Das Ansehen Deutschlands in Israel hat sich mit der Zeit vollständig gewandelt. Während der erste deutsche Botschafter in Tel Aviv, Rolf Pauls, zunächst vor aufgebrachten Überlebenden geschützt werden musste, ist Deutschland heute in Israel eines der beliebtesten Länder. Jeder zweite Israeli hat Deutschland besucht. Zugleich erfreut sich das Heilige Land bei immer mehr deutschen Touristen steigender Beliebtheit. Parallel dazu besteht ein reger Austausch in Wissenschaft, Kultur und Wirtschaft zwischen beiden Staaten. Dies gilt besonders für den Hightech-Bereich, wo Israel nach den USA weltweit eine Führungsrolle einnimmt. Deutsche Spitzenunternehmen wie Siemens und SAP unterhalten in Israel Forschungszentren.

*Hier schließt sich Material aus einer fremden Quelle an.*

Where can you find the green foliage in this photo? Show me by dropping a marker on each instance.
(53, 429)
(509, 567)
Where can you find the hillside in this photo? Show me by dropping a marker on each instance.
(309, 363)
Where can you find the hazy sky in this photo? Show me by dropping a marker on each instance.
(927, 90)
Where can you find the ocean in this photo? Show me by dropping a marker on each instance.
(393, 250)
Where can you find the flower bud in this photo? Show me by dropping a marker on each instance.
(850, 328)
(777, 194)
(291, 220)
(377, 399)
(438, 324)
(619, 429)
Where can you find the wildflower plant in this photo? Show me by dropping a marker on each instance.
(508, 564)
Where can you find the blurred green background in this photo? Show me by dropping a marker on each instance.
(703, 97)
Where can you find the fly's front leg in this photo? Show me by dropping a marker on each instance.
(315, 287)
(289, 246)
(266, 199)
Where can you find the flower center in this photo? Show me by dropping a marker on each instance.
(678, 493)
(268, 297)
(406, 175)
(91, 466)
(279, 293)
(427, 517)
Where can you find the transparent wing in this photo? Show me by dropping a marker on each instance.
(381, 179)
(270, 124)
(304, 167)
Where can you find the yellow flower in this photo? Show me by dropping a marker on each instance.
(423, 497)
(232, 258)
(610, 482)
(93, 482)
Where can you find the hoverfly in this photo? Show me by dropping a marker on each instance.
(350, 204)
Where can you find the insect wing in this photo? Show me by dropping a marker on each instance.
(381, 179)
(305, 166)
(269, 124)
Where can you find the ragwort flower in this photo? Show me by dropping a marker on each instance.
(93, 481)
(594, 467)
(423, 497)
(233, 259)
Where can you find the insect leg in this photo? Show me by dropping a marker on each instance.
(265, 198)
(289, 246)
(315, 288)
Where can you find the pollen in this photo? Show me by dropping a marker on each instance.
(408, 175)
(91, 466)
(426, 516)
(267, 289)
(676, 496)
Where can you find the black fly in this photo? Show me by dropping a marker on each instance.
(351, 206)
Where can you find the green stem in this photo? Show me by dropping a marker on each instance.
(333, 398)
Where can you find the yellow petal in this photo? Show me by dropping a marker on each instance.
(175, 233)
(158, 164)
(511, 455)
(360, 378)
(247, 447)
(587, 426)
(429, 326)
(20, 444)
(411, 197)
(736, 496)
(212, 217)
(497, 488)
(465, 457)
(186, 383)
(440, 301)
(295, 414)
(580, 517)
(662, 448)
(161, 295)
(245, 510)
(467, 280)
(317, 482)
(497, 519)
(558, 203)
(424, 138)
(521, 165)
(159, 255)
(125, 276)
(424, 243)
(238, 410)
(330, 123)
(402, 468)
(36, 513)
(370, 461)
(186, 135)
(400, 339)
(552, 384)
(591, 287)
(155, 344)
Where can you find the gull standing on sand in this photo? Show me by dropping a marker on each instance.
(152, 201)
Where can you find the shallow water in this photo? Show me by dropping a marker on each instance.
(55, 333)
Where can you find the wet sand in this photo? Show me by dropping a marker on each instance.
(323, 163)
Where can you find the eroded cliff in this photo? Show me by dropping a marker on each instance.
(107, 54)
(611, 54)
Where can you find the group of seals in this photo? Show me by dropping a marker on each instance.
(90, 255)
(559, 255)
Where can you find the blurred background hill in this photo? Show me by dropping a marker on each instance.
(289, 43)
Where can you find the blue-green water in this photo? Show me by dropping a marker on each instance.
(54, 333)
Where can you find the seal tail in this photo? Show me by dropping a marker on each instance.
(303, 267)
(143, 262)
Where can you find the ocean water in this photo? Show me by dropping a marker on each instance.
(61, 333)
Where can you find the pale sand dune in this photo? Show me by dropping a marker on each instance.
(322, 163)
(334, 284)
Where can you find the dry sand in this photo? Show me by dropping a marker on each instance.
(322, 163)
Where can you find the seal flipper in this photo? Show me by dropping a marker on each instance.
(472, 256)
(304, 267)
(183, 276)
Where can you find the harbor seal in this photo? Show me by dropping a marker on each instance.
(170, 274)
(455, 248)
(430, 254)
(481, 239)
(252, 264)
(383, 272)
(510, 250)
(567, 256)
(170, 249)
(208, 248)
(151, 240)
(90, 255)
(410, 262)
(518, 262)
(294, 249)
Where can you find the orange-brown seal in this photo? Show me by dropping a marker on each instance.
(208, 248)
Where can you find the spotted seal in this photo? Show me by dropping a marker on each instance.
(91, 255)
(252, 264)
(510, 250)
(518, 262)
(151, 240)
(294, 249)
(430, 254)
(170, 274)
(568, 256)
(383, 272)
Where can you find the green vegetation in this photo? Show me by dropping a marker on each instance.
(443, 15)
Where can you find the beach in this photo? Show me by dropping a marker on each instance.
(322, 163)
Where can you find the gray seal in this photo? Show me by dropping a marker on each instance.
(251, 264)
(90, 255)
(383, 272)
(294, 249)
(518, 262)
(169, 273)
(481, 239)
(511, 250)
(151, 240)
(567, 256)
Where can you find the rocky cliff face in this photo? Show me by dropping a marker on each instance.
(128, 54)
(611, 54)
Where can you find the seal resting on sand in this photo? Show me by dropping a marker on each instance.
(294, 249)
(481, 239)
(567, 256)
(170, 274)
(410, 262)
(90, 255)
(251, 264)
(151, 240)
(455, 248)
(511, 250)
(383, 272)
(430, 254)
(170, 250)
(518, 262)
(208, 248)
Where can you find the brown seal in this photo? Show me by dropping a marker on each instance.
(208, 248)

Israels Siedlungspolitik wird von der deutschen Politik und den Medien kritisiert. Doch an der grundsätzlichen Solidarität mit dem jüdischen Staat gibt es keinen Zweifel. Bundeskanzlerin Merkel nannte 2008 vor dem Parlament in Jerusalem Israels Sicherheit deutsche "Staatsräson", und Außenminister Steinmeier erklärte mir dieser Tage: "Israels Sicherheit hat für uns die allerhöchste Priorität."

Ich selbst empfinde den Wandel im deutsch-israelischen Miteinander als Triumph der Ehrlichkeit und der Einsicht.